Orukpe Erayokan

Personal information
- Born: 20 December 1993 (age 32) Uromi, Edo State, Nigeria
- Height: 1.5 m (4 ft 11 in)
- Weight: 73 kg (161 lb)

Sport
- Country: Nigeria
- Sport: Athletics
- Sprint: 400 m
- Club: NSCDC

Achievements and titles
- Personal best: 400 m: 44.95 s (2015)

Medal record
Men's athletics
Representing Nigeria
African Championships
| Bronze medal – third place | 2018 Asaba | 4×400 m |

= Orukpe Erayokan =

Nigerian sprinter (born 1993)

Orukpe Erayokan (born 20 December 1993 in Uromi, Edo State) is a Nigerian sprinter. His main event is the 400 metres. He is a two-time All-Africa Games finalist.

Erayokan won the 400 m at the 18th Nigerian National Sports Festival in 2012 ahead of Abbas Abubakar and Gerald Odeka.
He represented his country at the 2014 Commonwealth Games, running in the 4 x 400 m.
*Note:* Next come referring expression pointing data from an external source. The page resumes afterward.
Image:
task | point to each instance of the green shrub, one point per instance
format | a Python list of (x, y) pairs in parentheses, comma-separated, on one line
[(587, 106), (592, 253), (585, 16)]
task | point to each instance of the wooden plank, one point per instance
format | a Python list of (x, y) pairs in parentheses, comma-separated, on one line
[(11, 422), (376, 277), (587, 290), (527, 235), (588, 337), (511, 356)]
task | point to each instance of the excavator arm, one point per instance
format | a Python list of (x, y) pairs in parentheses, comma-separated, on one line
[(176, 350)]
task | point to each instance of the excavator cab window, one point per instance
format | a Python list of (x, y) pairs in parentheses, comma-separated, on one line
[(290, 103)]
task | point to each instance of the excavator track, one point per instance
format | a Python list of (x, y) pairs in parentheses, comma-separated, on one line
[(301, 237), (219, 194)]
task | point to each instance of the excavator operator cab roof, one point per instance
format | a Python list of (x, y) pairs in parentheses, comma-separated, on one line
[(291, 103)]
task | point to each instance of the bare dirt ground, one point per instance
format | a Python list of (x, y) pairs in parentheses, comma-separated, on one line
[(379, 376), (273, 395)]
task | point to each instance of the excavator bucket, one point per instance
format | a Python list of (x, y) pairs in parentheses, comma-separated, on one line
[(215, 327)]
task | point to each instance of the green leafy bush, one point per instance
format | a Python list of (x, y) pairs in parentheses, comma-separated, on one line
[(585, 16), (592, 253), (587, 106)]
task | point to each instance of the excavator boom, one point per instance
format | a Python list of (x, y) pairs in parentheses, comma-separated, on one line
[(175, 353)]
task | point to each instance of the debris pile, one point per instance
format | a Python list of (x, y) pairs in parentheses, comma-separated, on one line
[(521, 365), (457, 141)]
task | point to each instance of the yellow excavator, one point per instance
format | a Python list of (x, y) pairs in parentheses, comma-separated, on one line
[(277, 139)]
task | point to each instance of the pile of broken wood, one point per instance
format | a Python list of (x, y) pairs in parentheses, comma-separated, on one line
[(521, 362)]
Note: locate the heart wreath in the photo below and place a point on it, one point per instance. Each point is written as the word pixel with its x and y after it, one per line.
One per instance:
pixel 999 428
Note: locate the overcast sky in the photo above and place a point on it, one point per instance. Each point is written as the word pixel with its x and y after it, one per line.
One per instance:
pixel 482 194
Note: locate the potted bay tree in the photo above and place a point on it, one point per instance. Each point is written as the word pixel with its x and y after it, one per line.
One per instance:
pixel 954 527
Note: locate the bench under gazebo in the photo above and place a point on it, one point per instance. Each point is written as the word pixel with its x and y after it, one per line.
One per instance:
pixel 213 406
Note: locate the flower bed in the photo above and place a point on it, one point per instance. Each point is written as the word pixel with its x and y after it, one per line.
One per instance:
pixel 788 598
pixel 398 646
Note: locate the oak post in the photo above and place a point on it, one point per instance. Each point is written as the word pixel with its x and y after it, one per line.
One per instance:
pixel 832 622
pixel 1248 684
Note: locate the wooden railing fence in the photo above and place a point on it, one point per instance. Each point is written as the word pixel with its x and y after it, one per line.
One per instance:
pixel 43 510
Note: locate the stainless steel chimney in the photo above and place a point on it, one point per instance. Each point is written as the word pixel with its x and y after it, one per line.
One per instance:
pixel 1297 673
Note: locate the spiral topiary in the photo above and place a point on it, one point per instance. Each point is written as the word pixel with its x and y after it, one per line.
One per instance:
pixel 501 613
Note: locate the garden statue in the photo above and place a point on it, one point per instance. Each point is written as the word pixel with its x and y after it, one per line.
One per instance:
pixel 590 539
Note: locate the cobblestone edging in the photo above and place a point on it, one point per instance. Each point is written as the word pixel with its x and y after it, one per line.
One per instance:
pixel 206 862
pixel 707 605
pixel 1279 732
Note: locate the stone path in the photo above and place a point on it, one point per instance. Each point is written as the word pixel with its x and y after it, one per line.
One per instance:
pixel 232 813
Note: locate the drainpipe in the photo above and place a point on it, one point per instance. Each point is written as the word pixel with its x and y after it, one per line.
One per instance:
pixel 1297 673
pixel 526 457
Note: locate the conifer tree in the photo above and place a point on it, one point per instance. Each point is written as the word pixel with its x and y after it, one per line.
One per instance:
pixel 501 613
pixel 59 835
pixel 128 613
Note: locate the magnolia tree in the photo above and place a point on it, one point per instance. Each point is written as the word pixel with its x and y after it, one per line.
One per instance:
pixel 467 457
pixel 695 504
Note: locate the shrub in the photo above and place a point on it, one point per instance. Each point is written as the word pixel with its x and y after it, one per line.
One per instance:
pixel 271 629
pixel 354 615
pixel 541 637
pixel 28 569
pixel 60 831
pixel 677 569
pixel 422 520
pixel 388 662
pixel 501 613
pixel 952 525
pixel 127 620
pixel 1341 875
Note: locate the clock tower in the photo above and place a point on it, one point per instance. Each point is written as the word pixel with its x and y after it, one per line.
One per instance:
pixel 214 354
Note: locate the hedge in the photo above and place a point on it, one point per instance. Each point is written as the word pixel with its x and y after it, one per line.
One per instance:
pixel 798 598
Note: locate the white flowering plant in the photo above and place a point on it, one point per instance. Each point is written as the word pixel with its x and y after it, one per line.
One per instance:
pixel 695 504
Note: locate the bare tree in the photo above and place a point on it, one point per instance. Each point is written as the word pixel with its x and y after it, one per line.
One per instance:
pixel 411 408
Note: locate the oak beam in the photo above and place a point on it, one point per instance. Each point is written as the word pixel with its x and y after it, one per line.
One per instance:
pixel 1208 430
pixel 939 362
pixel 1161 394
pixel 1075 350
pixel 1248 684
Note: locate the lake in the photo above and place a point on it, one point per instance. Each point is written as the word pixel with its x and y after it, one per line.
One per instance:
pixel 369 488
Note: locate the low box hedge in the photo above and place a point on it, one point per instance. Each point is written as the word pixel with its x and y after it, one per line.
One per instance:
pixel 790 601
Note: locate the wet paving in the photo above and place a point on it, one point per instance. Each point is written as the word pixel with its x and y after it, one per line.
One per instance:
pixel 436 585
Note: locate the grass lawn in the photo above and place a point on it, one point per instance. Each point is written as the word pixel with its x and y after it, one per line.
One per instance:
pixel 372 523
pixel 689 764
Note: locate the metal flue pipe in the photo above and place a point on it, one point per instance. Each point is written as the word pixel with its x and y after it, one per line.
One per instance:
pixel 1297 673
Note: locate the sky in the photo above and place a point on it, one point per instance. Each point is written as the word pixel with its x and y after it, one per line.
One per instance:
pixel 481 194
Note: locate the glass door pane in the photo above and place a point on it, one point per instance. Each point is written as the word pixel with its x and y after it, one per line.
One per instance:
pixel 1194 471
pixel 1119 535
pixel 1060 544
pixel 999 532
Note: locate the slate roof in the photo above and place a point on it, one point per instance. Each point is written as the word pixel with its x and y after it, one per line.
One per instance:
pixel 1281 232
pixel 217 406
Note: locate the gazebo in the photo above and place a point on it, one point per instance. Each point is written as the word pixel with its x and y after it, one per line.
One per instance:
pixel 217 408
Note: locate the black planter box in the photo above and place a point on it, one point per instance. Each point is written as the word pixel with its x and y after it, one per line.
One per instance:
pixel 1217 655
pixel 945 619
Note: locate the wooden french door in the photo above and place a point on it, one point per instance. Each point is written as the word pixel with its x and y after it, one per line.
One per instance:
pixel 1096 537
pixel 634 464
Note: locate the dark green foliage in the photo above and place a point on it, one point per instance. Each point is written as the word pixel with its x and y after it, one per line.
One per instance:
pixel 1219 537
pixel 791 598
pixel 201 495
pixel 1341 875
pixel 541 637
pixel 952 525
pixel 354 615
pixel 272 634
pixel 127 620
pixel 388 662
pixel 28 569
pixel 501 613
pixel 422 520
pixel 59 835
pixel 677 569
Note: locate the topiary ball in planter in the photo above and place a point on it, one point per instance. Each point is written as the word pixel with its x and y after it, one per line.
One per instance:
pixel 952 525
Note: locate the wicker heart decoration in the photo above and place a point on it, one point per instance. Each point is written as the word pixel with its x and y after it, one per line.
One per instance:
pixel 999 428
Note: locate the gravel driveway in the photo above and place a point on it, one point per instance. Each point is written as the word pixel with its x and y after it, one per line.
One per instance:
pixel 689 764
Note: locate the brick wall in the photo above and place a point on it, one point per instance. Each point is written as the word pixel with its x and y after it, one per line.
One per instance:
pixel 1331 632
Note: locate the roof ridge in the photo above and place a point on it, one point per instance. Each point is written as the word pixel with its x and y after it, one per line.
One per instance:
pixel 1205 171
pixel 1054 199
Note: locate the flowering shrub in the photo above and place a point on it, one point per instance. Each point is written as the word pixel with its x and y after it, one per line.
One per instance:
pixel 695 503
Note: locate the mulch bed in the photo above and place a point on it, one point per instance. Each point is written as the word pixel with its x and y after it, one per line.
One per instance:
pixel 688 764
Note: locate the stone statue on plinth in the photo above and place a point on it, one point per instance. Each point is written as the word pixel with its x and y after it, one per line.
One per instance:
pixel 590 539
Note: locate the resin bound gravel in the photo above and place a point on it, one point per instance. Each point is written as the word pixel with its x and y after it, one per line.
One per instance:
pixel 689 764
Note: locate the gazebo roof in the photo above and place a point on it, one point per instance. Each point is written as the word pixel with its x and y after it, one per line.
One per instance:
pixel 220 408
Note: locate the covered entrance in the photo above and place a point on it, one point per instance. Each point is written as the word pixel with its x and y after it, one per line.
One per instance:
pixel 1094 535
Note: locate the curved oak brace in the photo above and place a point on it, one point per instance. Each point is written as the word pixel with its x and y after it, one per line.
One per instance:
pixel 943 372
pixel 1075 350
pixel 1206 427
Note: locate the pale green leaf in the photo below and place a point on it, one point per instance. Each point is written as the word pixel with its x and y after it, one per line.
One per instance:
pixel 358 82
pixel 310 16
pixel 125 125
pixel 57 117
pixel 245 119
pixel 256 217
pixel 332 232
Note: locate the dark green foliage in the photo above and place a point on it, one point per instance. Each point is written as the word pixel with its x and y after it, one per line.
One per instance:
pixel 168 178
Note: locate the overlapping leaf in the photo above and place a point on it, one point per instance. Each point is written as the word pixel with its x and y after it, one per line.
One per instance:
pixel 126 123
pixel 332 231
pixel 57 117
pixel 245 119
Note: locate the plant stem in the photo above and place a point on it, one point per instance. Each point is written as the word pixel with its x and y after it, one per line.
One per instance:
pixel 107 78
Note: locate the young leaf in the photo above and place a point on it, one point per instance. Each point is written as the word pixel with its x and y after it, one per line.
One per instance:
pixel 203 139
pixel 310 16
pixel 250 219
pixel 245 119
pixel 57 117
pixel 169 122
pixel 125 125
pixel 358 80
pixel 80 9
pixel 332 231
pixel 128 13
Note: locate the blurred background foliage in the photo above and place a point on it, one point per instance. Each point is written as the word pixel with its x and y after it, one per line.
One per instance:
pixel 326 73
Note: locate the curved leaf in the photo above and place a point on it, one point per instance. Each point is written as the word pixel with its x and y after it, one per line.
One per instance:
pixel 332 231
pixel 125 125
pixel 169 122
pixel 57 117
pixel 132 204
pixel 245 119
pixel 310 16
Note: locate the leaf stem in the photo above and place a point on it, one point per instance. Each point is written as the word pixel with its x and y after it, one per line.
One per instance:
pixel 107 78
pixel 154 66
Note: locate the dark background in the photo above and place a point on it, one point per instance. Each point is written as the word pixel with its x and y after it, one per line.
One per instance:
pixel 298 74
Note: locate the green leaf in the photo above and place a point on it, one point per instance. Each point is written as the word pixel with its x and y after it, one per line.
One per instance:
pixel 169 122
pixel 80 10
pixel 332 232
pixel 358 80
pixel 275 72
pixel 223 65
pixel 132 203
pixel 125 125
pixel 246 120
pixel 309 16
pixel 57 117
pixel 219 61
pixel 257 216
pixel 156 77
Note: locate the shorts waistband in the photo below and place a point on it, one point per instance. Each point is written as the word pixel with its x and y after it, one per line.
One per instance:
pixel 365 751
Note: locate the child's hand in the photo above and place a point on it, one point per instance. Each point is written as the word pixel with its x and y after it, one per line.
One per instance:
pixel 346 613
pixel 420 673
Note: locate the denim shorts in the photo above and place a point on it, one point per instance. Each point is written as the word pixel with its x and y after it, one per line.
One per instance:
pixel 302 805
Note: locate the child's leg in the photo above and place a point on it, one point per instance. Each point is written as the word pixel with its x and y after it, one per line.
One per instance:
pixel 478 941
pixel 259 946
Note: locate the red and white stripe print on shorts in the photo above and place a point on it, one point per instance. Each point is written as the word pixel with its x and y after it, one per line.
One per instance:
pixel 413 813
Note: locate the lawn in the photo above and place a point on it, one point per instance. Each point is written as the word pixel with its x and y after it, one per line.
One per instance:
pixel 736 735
He also represented Nigeria at the 2015 IAAF World Relays.

2015 seemed a breakthrough year for Erayokan. Erayokan was selected for the individual 400 m at the Brazzaville African Games. He had only previously been in the relay pool at international competitions. At the Brazzaville African Games, he went under 46 s for the first time in his career, running 45.84 in the heats. He bettered that in the semifinal with a sub 45 s clocking of 44.95 s, earning him a spot in the final. In the final, he finished 6th in 45.73 s.

He was selected to represent Nigeria at the Portland Indoor Championships. He however did not run because he arrived Portland too close to the start of the 400 m heats. He also competed at the 2016 African Championships in Durban but did not make the final.